Un segundo factor de extrañeza fue descubrir que estaba desnudo: aún no sabía quién era, pero sí que probablemente nunca en su vida había dormido sin calzoncillos, y desde luego casi nunca sin pijama. La desnudez sin duda tenía que ver con aquella especie de debilitamiento físico que le impedía levantarse, y que tenía mucho de abandono sensual a los placeres matinales del duermevela y la pereza, placeres que él, el Abengoa consciente que aún tardaría en tomar posesión de su organismo y de su persona física y mental un tiempo lento y difícil de medir en segundos o minutos, ni siquiera había imaginado hasta entonces.
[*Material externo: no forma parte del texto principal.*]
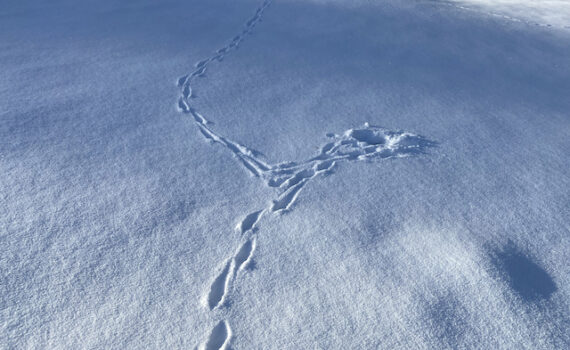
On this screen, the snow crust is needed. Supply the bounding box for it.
[0,0,570,349]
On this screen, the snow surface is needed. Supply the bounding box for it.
[0,0,570,349]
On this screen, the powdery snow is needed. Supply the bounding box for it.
[0,0,570,349]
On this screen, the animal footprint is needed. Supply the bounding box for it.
[200,321,232,350]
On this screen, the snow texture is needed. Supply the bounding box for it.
[0,0,570,350]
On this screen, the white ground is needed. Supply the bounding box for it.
[0,0,570,349]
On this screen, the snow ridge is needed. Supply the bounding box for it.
[177,0,435,350]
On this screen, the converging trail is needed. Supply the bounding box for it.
[177,0,434,350]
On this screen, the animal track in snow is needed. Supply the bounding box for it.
[177,0,434,350]
[236,210,264,234]
[207,260,232,310]
[200,321,232,350]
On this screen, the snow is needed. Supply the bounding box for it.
[0,0,570,349]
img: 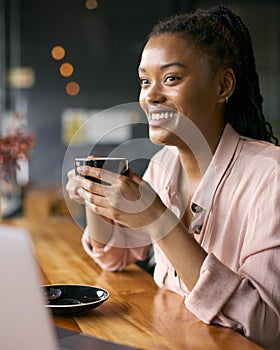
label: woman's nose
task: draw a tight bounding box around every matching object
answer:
[145,84,166,104]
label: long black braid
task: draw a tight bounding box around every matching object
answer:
[149,5,278,145]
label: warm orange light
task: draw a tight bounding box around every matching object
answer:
[59,63,74,77]
[85,0,98,10]
[65,81,80,96]
[51,46,65,60]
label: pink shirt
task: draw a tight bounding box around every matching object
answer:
[82,124,280,349]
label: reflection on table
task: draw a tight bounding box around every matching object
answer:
[4,216,260,350]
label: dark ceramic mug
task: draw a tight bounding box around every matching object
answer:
[75,157,128,185]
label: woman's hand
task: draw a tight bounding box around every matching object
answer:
[77,166,175,238]
[66,169,84,204]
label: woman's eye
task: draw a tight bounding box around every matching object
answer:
[165,75,179,82]
[138,78,149,86]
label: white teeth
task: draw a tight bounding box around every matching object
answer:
[150,112,175,120]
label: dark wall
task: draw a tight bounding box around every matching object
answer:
[5,0,280,186]
[20,0,194,186]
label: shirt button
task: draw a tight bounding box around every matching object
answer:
[192,225,202,235]
[191,203,202,214]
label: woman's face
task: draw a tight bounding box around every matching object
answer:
[139,34,222,145]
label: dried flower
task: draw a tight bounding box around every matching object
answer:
[0,130,35,177]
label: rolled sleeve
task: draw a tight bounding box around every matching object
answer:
[82,229,151,271]
[185,253,241,324]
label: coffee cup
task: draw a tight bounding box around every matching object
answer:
[75,157,128,185]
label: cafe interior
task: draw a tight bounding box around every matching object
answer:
[0,0,280,350]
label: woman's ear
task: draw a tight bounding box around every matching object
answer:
[217,68,236,103]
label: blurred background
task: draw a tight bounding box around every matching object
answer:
[0,0,280,216]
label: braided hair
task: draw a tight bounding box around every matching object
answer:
[149,5,278,145]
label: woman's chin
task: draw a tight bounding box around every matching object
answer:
[149,127,174,145]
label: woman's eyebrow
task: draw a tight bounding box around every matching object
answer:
[138,62,186,72]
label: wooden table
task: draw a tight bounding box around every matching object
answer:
[4,217,261,350]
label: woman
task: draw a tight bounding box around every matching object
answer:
[67,6,280,348]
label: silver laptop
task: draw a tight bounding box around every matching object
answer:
[0,225,139,350]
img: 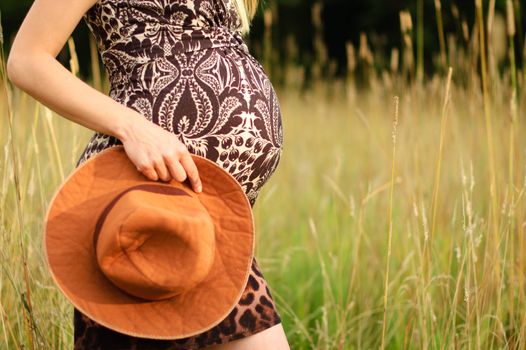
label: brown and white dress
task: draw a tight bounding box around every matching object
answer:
[74,0,283,350]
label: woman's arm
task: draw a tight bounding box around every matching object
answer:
[7,0,201,192]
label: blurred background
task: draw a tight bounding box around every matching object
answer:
[4,0,526,84]
[0,0,526,350]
Se volvió de lado, encogiendo las rodillas como para dormirse de nuevo, y vio sobre la mesa de noche la foto en blanco y negro de unos novios sonrientes, él de chaqué y pelo engominado, ella rubia y con una sonrisa ancha como una carcajada: por un momento cobró fuerza, me dijo, con su debilidad por los giros de sonido técnico, «la hipótesis Niágara». Parecía que la foto hubiera sido tomada mucho tiempo atrás, pero la cara de la mujer tuvo la virtud de despertarle por fin la memoria de la noche inmediata: con un estremecimiento debilitador de placer físico reconoció en la mujer de la foto a Carlota Fainberg, y al reconocerla también le vino a la memoria su nombre y cada uno de los pormenores de una noche que le parecía como sucedida fuera del espacio y del tiempo. En ese alud de conciencia recobrada le llegó también, muy al final, su propio nombre, su viaje a Buenos Aires, la decadencia y el enigma del hotel Town Hall, en cuya suite nupcial, recapacitó con orgullo, aunque no sin alarma, se había acostado con la mujer del recepcionista jefe: ya despierto, la inteligencia práctica de Abengoa funcionaba a su velocidad de siempre, y en un segundo había comparado la cara masculina de la foto con la del individuo pálido y hosco que le había atendido la mañana anterior en el mostrador de recepción. Retrospectivamente comprendía su cara de vinagre, su lividez hepática: tan mayor para ese puesto mediocre y para esa mujer espectacular, tan acabado profesionalmente.